Renob: Furthermore, who cares if local radio and TV stations are being bought up by a few conglomerates. These congolmerates are in it to make money, and they respond to their audience in order to make that money. If their audience wants a diversity of viewpoints, they’d be bad businessmen if they didn’t respond.
Nope. It’s a common “market-fundamentalist” fallacy to believe that market forces inevitably require producers to offer consumers what they want most, instead of just what they’re willing to buy. But it doesn’t work that way.
Businesses are not directly motivated to provide the maximum possible choice to consumers, even if that’s what consumers would ideally like best; they are motivated to make the maximum possible profit. If reducing and homogenizing the available media offerings will save media owners more money than the amount they lose by turning off customers with “dumbed down” products, then they’d be bad businessmen if they didn’t “dumb down”.
And in fact, that’s exactly what’s been happening with increasingly consolidated ownership of local media outlets. Since the 1996 Telecommunications Act largely deregulated media ownership, more and more stations have been taken over by fewer and fewer companies. They save money by cutting out local and alternative content in favor of homogenized “voice-tracked” programs and widely syndicated shows. The resulting negative impact on media diversity has been documented.

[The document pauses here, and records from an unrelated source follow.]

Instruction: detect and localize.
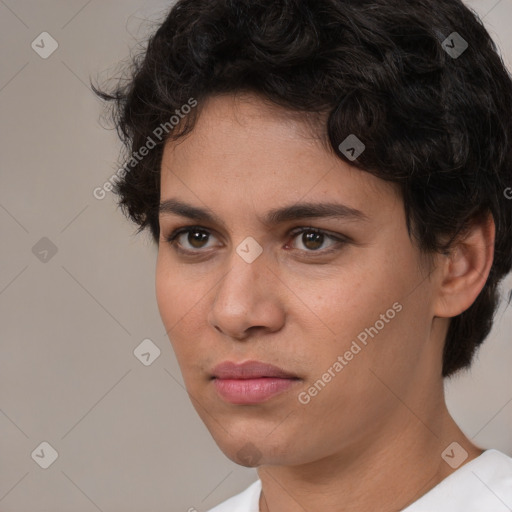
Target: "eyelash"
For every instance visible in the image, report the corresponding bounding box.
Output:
[165,226,350,257]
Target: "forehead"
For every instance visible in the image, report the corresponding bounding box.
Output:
[161,95,398,222]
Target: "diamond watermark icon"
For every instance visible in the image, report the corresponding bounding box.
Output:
[236,236,263,263]
[133,338,160,366]
[441,441,468,469]
[441,32,468,59]
[30,32,59,59]
[32,236,58,263]
[338,134,366,162]
[31,441,59,469]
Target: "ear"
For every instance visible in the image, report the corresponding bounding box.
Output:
[434,214,496,318]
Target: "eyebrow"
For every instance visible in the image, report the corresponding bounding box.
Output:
[158,199,369,227]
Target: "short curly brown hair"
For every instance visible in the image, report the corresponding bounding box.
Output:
[91,0,512,376]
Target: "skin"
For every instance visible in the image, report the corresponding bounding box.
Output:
[156,94,494,512]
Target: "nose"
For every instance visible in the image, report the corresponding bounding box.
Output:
[208,247,285,340]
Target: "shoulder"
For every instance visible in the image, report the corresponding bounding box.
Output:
[207,480,261,512]
[403,449,512,512]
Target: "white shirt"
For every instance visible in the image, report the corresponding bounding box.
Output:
[208,449,512,512]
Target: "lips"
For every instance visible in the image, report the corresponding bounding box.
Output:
[212,361,301,405]
[212,361,298,379]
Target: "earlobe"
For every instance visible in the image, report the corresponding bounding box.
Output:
[434,214,496,318]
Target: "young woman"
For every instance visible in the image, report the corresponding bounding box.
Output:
[94,0,512,512]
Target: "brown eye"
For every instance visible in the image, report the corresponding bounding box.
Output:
[183,230,210,249]
[293,228,341,252]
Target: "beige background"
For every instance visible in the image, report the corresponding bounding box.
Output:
[0,0,512,512]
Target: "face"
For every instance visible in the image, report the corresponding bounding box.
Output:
[156,95,441,466]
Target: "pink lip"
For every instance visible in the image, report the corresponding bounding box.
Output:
[212,361,298,379]
[212,361,300,404]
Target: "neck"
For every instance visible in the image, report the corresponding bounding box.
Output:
[258,396,482,512]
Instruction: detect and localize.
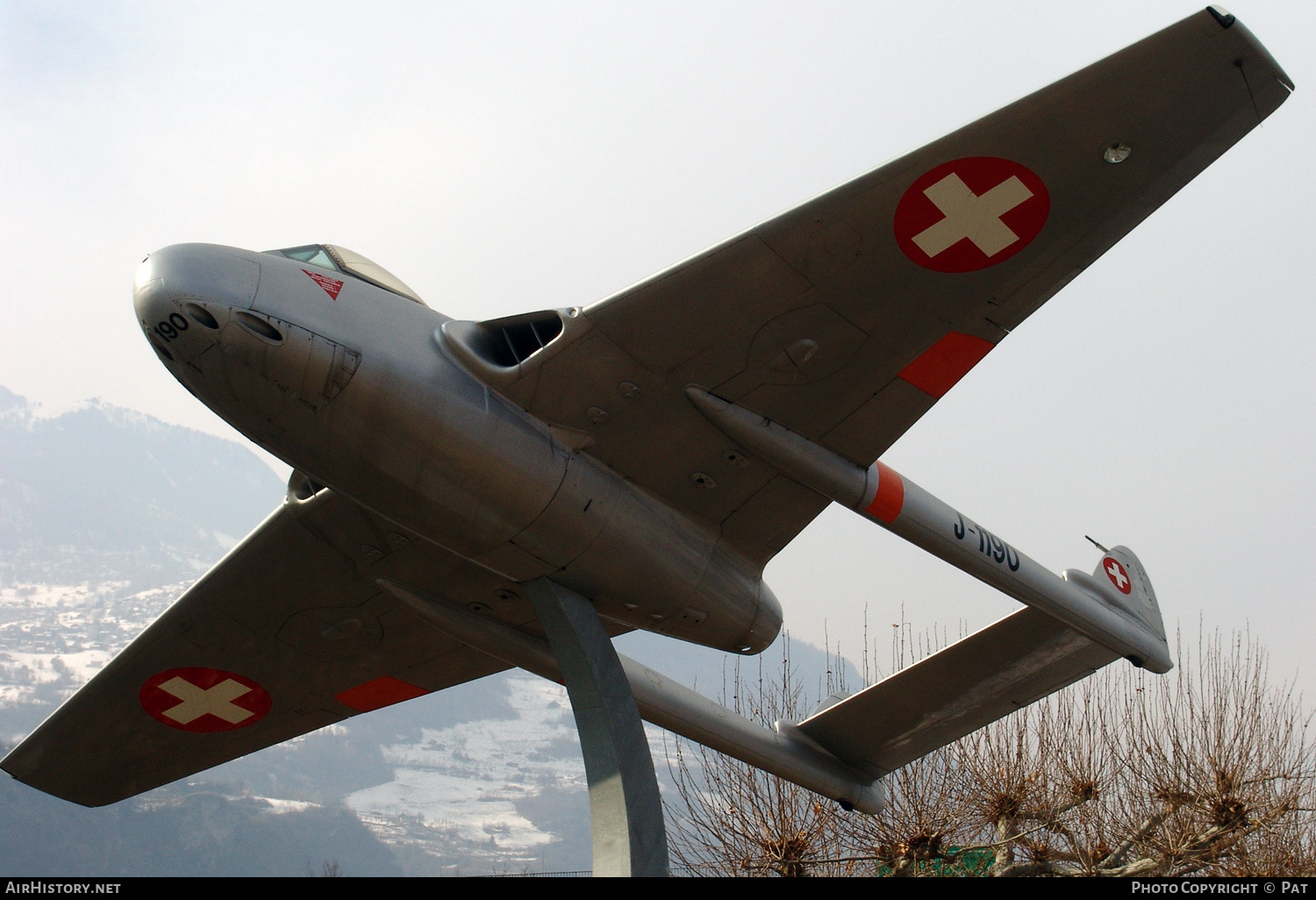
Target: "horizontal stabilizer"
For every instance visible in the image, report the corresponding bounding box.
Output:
[799,607,1116,778]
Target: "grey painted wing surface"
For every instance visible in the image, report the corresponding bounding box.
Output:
[0,491,550,807]
[500,11,1291,562]
[799,608,1119,776]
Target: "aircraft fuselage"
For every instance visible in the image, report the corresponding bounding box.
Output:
[134,245,782,653]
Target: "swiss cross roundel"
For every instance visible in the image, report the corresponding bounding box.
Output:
[139,668,274,732]
[895,157,1052,273]
[1102,557,1134,594]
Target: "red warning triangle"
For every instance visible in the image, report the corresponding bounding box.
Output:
[302,268,342,300]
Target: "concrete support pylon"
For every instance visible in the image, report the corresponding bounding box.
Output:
[524,578,670,876]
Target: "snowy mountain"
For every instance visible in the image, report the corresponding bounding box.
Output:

Is this really what the audience wants? Judging from the overwhelming negative reaction in public comment (and from a majority of Senators, Democrat and Republican alike) to recent FCC proposals for further deregulation, the answer is no. Radio listeners don’t like not getting local news or hearing local artists; musicians don’t like media companies threatening them with reduced airtime if they don’t use company facilities for their live performances; and nobody likes FCC commissioners taking expense-paid junkets on Clear Channel’s dime. But just because the customers don’t like it doesn’t mean that market forces alone are capable of getting rid of it.

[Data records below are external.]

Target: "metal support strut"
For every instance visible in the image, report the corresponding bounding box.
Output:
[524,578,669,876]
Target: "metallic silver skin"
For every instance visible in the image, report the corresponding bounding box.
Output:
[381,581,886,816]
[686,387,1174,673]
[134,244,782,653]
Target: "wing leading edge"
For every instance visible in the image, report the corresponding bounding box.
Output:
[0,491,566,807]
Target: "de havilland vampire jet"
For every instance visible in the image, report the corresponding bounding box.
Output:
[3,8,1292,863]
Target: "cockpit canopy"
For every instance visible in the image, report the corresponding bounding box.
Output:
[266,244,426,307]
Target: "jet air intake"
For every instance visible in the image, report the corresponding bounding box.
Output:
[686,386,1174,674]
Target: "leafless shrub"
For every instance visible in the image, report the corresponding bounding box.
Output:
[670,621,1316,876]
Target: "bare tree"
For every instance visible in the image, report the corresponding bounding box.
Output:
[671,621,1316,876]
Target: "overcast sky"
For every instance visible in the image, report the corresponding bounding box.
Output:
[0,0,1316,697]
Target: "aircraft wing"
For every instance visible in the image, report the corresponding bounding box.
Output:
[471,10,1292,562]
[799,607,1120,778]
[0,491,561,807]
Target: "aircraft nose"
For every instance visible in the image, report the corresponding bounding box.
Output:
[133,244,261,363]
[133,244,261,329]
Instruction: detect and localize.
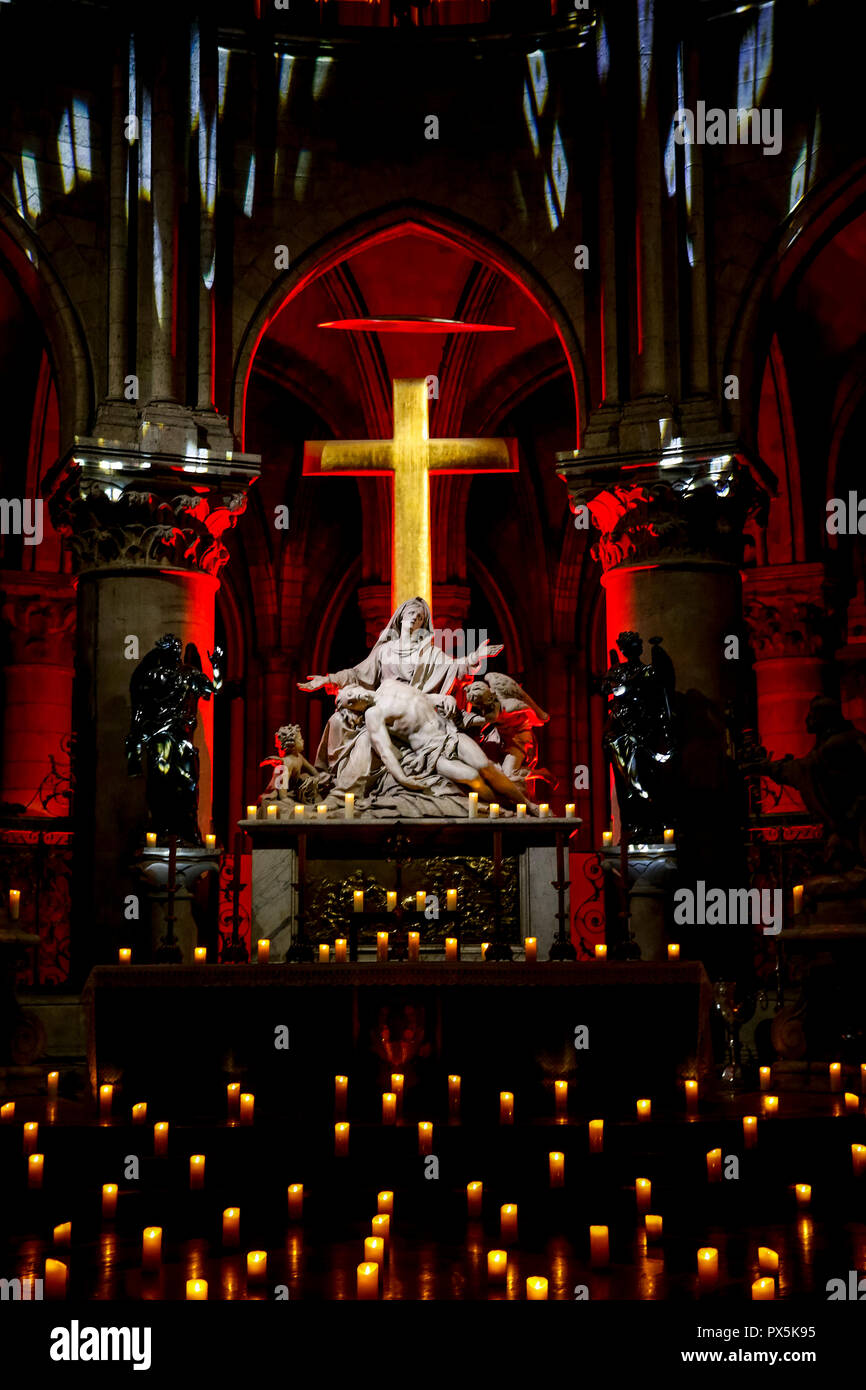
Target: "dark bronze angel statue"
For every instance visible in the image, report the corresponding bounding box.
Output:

*There are a variety of [cable] TV stations for just about everyone, and that includes liberals and conservatives. *
Please name some that aren’t owned by major media conglomerates and don’t get most of their product from one or more of them.
There are, as mentioned above, many cable channels, the Internet, a variety of newspapers (both dailys, weeklies, and local independents), and satellite radio.

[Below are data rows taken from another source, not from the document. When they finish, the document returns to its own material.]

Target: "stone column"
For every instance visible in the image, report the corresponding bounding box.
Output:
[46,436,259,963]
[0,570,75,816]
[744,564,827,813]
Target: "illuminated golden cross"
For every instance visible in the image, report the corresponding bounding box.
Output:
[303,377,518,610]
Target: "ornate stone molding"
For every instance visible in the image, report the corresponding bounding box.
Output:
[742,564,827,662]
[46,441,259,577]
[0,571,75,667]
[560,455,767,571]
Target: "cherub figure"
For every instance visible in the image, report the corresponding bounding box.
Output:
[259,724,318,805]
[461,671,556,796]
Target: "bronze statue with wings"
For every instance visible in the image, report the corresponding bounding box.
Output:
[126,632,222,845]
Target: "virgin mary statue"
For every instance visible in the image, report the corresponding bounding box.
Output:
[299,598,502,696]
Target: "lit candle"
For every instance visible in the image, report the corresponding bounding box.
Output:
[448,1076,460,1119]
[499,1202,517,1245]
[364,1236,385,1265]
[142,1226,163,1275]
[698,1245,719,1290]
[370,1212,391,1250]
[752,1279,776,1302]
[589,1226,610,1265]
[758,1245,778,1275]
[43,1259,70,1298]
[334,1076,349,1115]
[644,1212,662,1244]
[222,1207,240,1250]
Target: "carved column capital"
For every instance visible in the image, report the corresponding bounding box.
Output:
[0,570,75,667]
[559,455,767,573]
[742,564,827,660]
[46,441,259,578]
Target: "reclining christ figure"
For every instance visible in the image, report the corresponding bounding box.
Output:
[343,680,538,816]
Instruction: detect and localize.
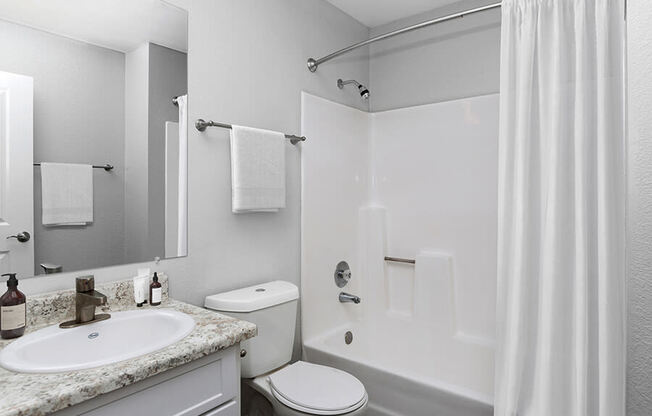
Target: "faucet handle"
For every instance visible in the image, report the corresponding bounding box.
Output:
[75,276,95,292]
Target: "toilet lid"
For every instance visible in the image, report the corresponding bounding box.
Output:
[269,361,367,415]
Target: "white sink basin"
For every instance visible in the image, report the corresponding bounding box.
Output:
[0,309,195,373]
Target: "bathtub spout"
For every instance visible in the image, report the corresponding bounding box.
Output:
[340,292,360,304]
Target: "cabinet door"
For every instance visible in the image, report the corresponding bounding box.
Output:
[84,348,240,416]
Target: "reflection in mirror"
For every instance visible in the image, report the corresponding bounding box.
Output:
[0,0,188,278]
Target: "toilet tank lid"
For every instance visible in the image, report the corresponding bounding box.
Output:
[204,280,299,312]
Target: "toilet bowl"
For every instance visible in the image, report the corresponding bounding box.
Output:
[245,361,368,416]
[204,281,368,416]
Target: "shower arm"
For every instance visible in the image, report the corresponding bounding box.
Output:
[337,79,362,89]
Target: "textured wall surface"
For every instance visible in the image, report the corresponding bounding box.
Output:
[369,0,500,111]
[627,0,652,416]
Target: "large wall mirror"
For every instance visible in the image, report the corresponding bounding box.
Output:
[0,0,188,280]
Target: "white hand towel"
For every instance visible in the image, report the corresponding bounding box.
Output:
[41,163,93,226]
[231,126,285,213]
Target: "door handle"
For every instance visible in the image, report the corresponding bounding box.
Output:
[7,231,32,243]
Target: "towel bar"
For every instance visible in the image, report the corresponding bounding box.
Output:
[385,256,417,264]
[34,163,113,172]
[195,118,306,144]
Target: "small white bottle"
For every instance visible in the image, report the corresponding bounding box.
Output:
[149,272,163,306]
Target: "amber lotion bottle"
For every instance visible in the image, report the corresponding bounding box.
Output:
[0,273,27,339]
[149,272,163,306]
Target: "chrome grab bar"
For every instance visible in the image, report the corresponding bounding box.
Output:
[385,256,417,264]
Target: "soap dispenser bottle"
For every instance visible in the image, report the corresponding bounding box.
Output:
[0,273,27,339]
[149,272,163,306]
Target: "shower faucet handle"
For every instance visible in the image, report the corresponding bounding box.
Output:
[333,261,351,288]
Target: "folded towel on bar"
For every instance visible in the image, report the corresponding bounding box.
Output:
[231,126,285,213]
[41,163,93,226]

Actually, local newspapers have been folding and merging with big media chains even faster than local radio stations, and their owners increasingly control other forms of media too. They are not forming a bulwark against monopoly domination of media viewpoints.
*The media is becoming increasingly diverse and the barriers to enty are much lower than before. Any jackass can put up a website at basically no cost and have his or her message spread to the world. *
You may consider the increasing availability of jackass websites an acceptable counterweight to the decreasing availability of independent, local, professional media sources, but I’m afraid I don’t.
It’s great that we have the Internet and all its information, useful and useless alike; but that doesn’t mean it’s capable of filling the traditional role of broadcast and print media. For one thing, as with cable vs. broadcast channels, internet access is still much less widely available than other forms of media.